Wilkina, an ABD employee through the ESAL call
For her part, Alba is in charge of the reception at ABD’s headquarters on Independencia Street, but she does much more than that: she receives visitors and accompanies them to the services they come to, organizes the material, prepares workshops and videos, plays music to make the entrance more welcoming, scans and digitizes key documents for the organization… she never stops. Alba has realized that working at ABD she has a lot to contribute. “I’ve found the right place. There are many different branches here: Energy Control, Preinfant, Sexus? There are a lot of things, but everyone does their own thing to make the world a better place. And that’s what I want: to make the world a better place,” she says with a mixture of confidence and tenderness.
Apart from her receptionist duties, Alba is also making videos and organizing talks for Preinfant, as she has studied coaching, mindfulness and emotional intelligence, knowledge with which she wants to help people love themselves. “I see myself working here because people make me feel that way. And if it can’t be here, let it be somewhere similar,” she says.
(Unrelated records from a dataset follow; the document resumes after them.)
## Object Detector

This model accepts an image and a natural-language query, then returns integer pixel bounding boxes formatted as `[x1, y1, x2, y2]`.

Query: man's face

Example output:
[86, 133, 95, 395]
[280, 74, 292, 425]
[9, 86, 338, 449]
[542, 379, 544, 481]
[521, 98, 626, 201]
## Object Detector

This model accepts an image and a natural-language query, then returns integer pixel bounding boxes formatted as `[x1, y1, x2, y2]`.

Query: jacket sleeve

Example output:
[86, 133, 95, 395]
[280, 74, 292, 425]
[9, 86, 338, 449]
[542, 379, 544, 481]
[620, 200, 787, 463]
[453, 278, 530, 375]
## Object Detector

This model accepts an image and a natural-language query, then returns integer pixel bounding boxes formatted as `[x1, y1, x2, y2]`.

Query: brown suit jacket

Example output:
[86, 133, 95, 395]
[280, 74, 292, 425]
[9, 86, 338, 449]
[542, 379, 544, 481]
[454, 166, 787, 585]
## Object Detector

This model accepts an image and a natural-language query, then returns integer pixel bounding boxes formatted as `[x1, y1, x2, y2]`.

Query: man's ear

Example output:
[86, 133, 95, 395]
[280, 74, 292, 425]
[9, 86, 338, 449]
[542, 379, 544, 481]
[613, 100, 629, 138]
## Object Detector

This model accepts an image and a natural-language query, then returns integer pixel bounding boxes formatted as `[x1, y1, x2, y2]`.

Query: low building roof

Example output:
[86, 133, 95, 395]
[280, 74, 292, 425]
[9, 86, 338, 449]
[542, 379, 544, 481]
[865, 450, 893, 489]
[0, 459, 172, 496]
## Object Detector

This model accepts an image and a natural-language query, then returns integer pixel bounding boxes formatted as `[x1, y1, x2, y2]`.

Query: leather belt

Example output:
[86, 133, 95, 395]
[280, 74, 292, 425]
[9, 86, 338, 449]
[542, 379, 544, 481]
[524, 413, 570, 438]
“I no longer want to work just to make money: I want to do something for the world”
Alba, an ABD employee through the ESAL call
For Soliber, working to help other people has also been an incentive to join ABD. She had previously worked in the hotel industry, but it is a sector where family reconciliation became very complicated for her with two young daughters. She had been unemployed since 2018 and learned about the Comunitat Activa project as a user. Now she works at La Botiga, which provides service in Hospitalet.
At the Botiga, she is mainly in charge of logistics, receiving incoming food and staple products, taking inventory, reviewing delivery notes… and with the training she received through the program, she says she has learned to better use certain technological tools to manage stock or inventories. However, the personal contact and the connection with the users has also given him a lot. Looking to the future, Soliber sees herself working in logistics, so she is reviewing what training she needs to apply for a job in this sector.
“Coming to the Botiga is a way for them (the users) to express themselves or to get some things off their chest and I really like it”
Soliber, an ABD employee through the ESAL call
In this edition, a total of seven people have accessed the ESAL call, through which they have grown personally and professionally in different services and resources of ABD.